Pharmaprojects R&D Pipeline News Feed
Suspension of marketing of Raptiva in Europe
27 Feb 2009
The European Medicines Agency (EMEA) has recommended that the European Commission suspend marketing authorisation for Raptiva (efalizumab), a humanised anti-CD11a monoclonal antibody approved for the treatment of moderate-to-severe chronic plaque psoriasis, following a number of cases of progressive multifocal leucoencephalopathy (PML) in patients receiving the therapy.
In November 2008, the European Commission approved updated product information to include PML warnings initially raised by Genentech, which markets Raptiva in the US, following one case there. The recent EMEA recommendation follows a second case of PML in the US and a third in Germany. In the US, Genentech issued a 'Dear Healthcare Provider' letter in October 2008 and a US FDA black box warning request is currently under review.

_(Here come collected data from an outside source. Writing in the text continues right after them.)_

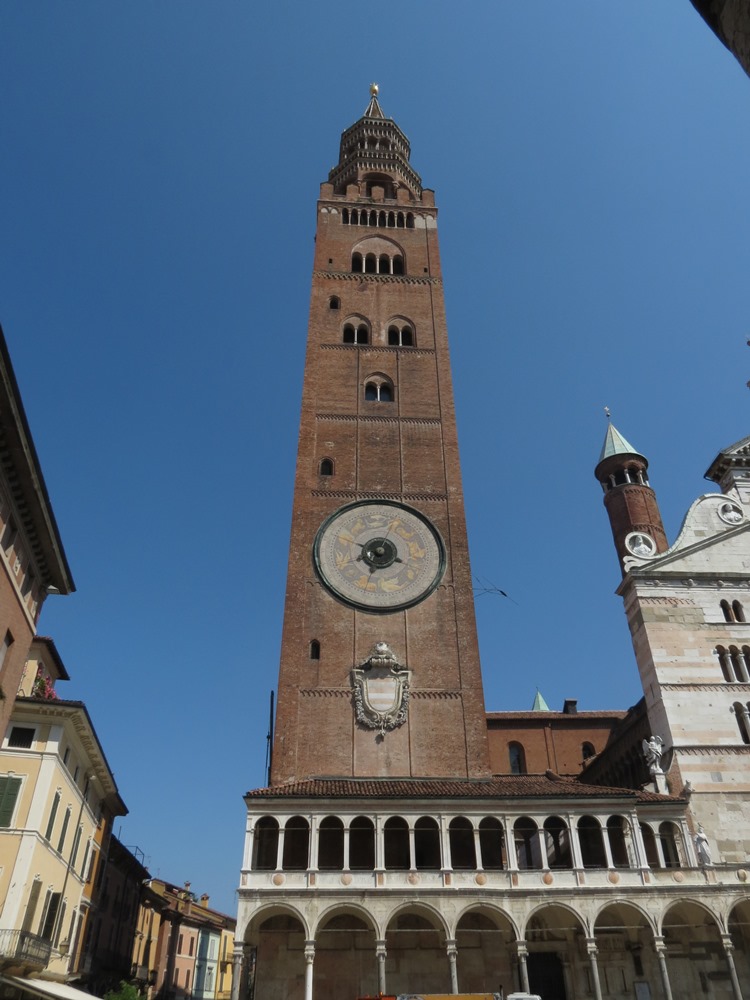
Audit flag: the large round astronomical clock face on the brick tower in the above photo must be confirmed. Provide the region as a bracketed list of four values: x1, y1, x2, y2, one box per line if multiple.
[314, 500, 445, 611]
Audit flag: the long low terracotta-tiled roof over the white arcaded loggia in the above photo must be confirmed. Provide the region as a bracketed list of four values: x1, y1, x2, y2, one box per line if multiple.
[246, 772, 682, 802]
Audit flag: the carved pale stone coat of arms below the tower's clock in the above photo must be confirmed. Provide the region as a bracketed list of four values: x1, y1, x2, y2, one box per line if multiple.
[352, 642, 411, 738]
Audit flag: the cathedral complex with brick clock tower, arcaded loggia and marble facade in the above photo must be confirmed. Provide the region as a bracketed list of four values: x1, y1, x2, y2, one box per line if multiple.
[233, 88, 750, 1000]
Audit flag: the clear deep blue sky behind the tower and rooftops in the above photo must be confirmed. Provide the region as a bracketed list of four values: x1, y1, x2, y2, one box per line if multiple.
[0, 0, 750, 912]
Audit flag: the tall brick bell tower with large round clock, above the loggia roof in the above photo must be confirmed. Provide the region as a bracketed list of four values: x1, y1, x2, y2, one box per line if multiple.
[271, 85, 490, 785]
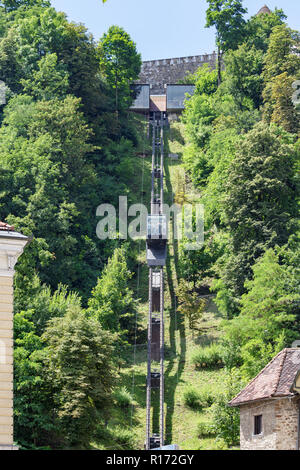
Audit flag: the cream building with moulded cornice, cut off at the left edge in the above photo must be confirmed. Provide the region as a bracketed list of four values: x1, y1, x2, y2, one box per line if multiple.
[0, 222, 28, 450]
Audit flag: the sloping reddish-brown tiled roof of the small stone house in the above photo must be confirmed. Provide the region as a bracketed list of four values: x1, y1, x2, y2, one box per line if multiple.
[229, 348, 300, 406]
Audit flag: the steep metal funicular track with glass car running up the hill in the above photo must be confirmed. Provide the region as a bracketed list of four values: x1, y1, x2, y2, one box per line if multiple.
[145, 112, 167, 450]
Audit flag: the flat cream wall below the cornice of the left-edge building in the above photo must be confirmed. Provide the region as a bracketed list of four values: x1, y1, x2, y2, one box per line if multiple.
[0, 276, 13, 446]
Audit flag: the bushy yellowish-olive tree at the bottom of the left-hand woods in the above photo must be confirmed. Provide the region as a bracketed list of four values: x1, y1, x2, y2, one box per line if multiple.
[43, 308, 115, 448]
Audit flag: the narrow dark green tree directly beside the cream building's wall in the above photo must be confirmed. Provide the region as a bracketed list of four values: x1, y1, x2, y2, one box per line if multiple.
[14, 310, 58, 449]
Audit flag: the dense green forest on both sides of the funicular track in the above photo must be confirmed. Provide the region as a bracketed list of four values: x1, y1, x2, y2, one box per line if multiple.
[0, 0, 300, 449]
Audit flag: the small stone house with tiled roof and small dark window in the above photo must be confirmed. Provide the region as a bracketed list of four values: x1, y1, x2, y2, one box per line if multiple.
[229, 348, 300, 450]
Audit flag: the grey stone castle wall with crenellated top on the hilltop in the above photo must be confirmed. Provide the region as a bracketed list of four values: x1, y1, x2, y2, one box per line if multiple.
[138, 53, 217, 95]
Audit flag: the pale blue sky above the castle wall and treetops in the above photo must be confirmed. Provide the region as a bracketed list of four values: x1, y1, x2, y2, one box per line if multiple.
[52, 0, 300, 60]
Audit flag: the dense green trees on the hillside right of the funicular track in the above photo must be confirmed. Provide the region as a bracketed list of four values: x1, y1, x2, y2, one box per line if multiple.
[177, 1, 300, 444]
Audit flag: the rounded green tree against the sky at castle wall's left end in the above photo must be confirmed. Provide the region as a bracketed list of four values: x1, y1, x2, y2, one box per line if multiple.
[98, 26, 141, 112]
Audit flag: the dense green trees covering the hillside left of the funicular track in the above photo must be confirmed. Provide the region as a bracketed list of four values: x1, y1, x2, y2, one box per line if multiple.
[0, 0, 140, 448]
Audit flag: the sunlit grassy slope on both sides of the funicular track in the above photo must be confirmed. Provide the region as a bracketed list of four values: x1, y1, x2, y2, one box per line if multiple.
[97, 115, 224, 450]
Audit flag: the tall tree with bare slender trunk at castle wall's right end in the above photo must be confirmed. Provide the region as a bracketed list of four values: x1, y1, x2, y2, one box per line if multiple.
[206, 0, 247, 84]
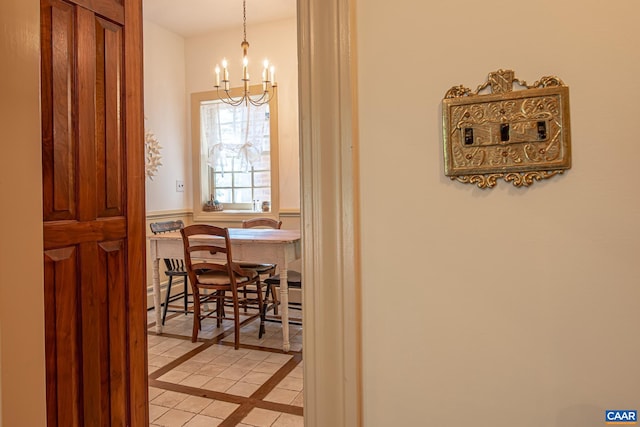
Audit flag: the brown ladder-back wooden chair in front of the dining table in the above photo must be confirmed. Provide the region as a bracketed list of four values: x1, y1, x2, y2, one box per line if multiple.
[180, 224, 263, 350]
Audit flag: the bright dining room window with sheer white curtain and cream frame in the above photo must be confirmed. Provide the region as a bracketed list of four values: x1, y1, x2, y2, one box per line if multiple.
[191, 86, 278, 219]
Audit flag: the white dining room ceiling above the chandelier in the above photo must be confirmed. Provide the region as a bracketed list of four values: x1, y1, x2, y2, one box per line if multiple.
[143, 0, 296, 38]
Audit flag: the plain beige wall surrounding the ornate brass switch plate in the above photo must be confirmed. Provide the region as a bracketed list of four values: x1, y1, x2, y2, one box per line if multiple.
[356, 0, 640, 427]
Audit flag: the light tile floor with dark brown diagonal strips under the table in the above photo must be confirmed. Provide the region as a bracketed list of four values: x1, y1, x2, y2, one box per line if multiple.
[147, 310, 304, 427]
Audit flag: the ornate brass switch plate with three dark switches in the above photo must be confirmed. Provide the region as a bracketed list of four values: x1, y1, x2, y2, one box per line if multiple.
[442, 70, 571, 188]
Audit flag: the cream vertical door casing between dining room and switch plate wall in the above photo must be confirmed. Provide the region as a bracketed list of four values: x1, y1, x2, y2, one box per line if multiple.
[298, 0, 362, 427]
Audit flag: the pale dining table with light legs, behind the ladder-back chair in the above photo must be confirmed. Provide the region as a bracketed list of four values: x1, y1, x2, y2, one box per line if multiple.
[147, 228, 301, 352]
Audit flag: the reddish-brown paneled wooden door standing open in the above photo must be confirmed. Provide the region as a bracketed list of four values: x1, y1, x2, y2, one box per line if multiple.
[40, 0, 148, 427]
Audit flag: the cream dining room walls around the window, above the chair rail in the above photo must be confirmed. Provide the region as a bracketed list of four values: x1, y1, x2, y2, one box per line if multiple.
[144, 18, 300, 214]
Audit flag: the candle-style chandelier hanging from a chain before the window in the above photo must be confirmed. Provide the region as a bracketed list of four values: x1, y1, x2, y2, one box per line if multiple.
[214, 0, 278, 107]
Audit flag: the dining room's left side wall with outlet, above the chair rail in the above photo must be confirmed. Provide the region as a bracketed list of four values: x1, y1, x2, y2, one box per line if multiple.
[143, 21, 192, 212]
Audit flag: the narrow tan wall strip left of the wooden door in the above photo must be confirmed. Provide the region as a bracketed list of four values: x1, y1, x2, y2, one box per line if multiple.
[0, 0, 46, 427]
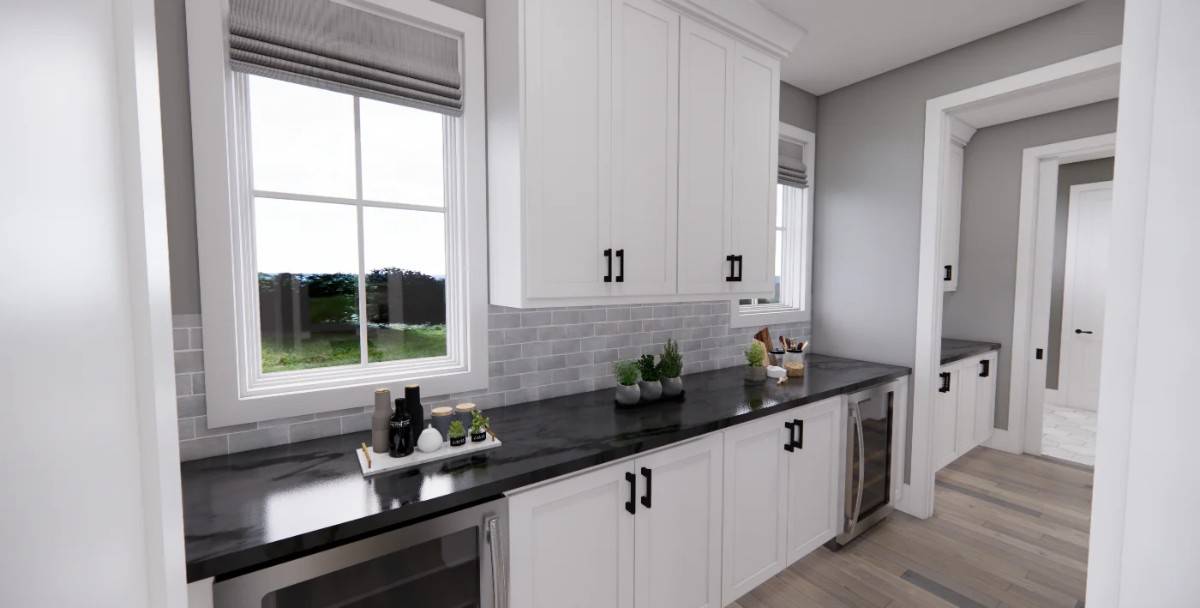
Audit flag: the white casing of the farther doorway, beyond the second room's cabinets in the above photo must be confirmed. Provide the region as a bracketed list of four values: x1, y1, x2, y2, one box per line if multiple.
[988, 133, 1116, 453]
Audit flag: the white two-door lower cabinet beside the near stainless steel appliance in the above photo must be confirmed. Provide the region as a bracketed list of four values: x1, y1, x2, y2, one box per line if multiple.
[509, 434, 722, 608]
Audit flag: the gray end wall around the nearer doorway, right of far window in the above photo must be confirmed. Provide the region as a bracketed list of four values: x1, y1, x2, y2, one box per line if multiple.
[812, 0, 1123, 366]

PML is a progressive demyelinating disease of the central nervous system, caused by activation of the John Cunningham virus (latent in up to 80% of adults) in conditions of immunodeficiency or immunosuppression. No treatment currently exists for PML. The US cases occurred in patients aged 70 years or older, who had received Raptiva for approximately four years. The recent case in Germany occurred in a 47 year old patient, who had been treated with Raptiva for more than three years In the initial US case the patient died of unknown causes after suffering progressive neurological symptoms.

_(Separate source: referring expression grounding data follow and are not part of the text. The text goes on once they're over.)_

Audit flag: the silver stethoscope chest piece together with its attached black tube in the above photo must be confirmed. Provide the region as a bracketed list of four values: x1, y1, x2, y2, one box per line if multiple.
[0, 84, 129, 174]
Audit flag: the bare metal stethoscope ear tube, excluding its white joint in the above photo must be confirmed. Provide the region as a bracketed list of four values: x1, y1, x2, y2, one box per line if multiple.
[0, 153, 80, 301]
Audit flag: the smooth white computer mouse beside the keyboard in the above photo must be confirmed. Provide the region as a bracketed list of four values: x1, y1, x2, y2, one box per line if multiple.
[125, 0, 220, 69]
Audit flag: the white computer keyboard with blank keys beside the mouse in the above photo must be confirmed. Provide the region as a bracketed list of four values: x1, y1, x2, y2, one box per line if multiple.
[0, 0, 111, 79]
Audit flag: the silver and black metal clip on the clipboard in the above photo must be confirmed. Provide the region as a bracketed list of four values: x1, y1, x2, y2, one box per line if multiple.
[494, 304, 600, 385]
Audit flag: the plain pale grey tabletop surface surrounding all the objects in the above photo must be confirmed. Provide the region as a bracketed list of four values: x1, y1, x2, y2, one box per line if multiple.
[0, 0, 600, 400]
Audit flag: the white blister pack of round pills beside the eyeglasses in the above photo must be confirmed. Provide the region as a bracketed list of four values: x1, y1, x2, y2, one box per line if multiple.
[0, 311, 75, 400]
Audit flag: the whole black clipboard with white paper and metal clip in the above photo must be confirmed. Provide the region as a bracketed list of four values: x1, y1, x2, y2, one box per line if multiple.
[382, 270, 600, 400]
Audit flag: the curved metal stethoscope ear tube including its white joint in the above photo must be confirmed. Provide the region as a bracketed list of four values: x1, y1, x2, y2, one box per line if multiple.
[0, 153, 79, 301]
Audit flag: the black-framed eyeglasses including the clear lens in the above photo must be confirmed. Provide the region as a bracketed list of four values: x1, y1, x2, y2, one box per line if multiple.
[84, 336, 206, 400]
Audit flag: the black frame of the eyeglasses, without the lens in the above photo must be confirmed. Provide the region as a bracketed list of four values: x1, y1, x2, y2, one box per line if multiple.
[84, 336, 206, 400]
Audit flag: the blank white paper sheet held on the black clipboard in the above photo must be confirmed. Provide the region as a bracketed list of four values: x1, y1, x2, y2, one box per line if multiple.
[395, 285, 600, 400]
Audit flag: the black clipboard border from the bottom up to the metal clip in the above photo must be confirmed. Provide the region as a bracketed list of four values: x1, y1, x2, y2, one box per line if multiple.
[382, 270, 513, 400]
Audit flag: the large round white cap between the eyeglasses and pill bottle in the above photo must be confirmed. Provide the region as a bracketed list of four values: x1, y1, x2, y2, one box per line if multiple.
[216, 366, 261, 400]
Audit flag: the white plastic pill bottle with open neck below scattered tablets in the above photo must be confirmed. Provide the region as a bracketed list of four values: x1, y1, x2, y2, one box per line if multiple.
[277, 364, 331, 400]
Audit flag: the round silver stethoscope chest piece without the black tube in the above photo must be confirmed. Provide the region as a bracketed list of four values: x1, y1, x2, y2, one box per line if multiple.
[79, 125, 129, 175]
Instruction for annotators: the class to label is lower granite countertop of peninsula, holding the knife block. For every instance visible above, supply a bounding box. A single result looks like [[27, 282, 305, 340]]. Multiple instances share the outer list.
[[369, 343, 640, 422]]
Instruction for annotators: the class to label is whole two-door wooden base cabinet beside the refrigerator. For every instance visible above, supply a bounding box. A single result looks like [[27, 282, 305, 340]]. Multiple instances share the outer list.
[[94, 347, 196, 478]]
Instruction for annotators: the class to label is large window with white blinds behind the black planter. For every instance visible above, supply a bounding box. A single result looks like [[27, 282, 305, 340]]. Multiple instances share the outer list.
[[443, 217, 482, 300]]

In a similar case, Tysabri (natalizumab), a humanised monoclonal antibody first approved in the US for relapsing-remitting multiple sclerosis, was withdrawn from the market in 2005 following fatal reports of PML in treated patients. In all cases, Tysabri had been taken in combination with one or more additional immunomodulating drugs. It was re-approved by the US FDA in 2006 after lobbying by patient advocacy groups, with the proviso of being administered under supervision and subsequently closely monitored.